The Padawan’s eyes snapped open, and she looked at the table, then at the next one over, more specifically the legs of the table, and attached benches, and could spot not a single nail, bracket, or any other means of attachment. It was as if they had grown that way, which was. . . impossible!
Looking around the room with new eyes, she looked past the decorations, and to the walls themselves. She hadn’t noticed it at first, used to the steel structures she’d been living in, and before that the megastructure of the Temple.

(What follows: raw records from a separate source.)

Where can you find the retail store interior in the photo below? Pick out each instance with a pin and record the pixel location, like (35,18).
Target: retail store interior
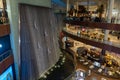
(59,40)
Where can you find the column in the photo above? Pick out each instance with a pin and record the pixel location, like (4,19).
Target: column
(68,7)
(110,5)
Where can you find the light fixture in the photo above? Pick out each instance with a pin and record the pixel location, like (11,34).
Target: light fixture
(1,46)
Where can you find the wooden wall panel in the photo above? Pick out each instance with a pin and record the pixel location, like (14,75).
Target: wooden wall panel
(39,43)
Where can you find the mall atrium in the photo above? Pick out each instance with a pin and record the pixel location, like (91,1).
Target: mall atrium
(59,40)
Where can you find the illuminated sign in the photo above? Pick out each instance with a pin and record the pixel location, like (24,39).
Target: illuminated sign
(7,75)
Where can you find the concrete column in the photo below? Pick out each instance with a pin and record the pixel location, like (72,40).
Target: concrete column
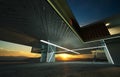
(114,49)
(47,53)
(107,53)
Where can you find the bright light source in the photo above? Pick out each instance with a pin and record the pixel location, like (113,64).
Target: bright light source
(58,46)
(107,24)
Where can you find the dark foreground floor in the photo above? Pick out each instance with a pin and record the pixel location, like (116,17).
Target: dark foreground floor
(71,69)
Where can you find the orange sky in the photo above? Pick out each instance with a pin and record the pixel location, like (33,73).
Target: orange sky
(62,56)
(18,53)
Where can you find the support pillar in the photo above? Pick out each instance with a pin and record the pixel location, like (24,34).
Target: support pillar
(47,53)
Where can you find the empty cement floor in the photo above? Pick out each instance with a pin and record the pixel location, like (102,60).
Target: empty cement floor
(63,69)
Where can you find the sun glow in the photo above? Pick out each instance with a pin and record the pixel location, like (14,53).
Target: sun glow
(69,57)
(64,56)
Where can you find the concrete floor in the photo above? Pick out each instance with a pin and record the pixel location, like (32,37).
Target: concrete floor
(63,69)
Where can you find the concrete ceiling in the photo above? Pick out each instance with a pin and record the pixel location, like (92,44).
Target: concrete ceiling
(29,21)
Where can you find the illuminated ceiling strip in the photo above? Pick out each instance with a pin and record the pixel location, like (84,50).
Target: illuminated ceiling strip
(58,46)
(64,19)
(89,48)
(113,37)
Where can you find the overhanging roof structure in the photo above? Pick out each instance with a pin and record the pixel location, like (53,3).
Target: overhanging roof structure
(29,21)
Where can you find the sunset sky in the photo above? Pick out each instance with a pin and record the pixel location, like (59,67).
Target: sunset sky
(8,49)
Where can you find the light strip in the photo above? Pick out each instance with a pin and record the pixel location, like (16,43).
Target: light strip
(113,37)
(59,46)
(88,48)
(64,19)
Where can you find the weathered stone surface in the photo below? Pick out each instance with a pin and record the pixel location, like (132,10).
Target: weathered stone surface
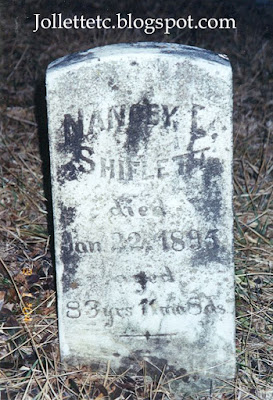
(140,139)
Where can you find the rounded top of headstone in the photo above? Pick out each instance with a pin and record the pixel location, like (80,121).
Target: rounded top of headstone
(141,48)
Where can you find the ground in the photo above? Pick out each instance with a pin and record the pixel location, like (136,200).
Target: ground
(29,354)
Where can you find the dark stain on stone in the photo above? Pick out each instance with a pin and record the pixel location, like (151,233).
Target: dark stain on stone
(72,59)
(210,203)
(141,278)
(144,303)
(73,145)
(70,260)
(112,85)
(67,215)
(142,118)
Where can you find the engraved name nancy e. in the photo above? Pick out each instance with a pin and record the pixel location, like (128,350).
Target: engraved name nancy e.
(133,124)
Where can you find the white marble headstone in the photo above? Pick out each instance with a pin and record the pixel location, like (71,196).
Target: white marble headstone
(141,155)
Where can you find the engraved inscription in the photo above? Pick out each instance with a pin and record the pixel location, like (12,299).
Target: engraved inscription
(93,309)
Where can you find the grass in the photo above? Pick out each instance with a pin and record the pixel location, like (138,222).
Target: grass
(29,354)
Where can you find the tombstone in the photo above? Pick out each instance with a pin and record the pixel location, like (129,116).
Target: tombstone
(141,151)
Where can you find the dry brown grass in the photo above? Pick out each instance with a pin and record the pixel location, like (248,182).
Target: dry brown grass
(29,355)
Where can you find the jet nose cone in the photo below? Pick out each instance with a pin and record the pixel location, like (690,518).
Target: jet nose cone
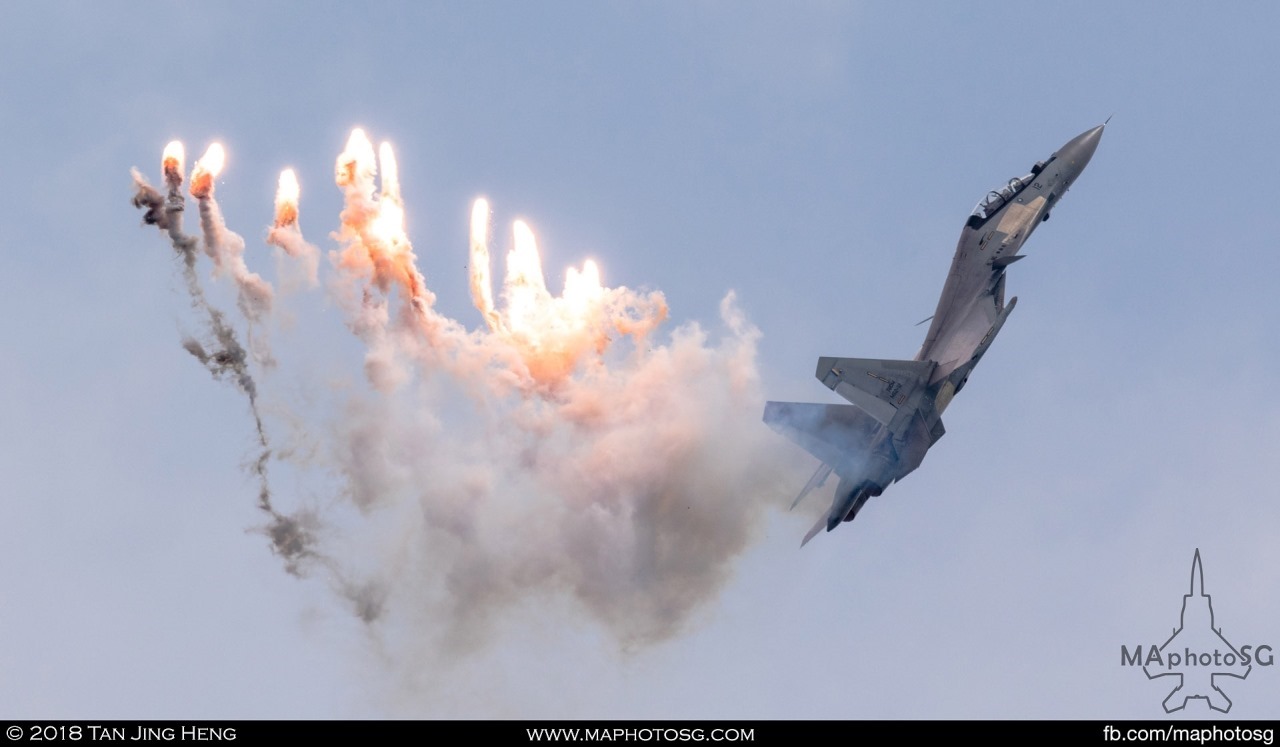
(1079,149)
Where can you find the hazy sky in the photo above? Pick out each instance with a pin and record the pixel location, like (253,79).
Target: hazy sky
(818,160)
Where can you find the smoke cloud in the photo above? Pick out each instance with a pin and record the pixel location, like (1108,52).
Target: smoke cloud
(568,454)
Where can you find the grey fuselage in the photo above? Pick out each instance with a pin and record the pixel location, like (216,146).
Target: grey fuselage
(897,404)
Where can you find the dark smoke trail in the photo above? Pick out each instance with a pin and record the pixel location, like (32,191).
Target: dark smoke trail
(291,537)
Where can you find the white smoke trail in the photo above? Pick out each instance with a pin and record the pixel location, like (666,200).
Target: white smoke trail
(223,356)
(567,453)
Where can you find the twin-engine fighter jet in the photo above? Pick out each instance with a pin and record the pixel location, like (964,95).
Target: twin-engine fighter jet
(896,409)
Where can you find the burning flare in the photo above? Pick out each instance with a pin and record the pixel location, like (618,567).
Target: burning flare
(172,164)
(287,200)
(481,285)
(208,169)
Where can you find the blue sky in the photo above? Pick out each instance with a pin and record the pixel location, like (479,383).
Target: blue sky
(816,159)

However, the Jedi Temple on Coruscant was built at enormous expense, a gift from the Republic to its protectors. The level of technology, and wealth, needed to achieve such a thing for a regional school, even a school of Force adepts, would be ruinous. That said, the walls of the cafeteria were not made of interlocking stones, nor even four enormous slabs, but a single piece of stone, the walls flowing into each other seamlessly.
“Never seen a mage-built structure, have you?” Jabari asked, grinning, reading her expression of amazement easily. “Everybody’s good at an element, Anaïs. Even if your element is force itself. But in that class, we’re learning how to use all of the others.”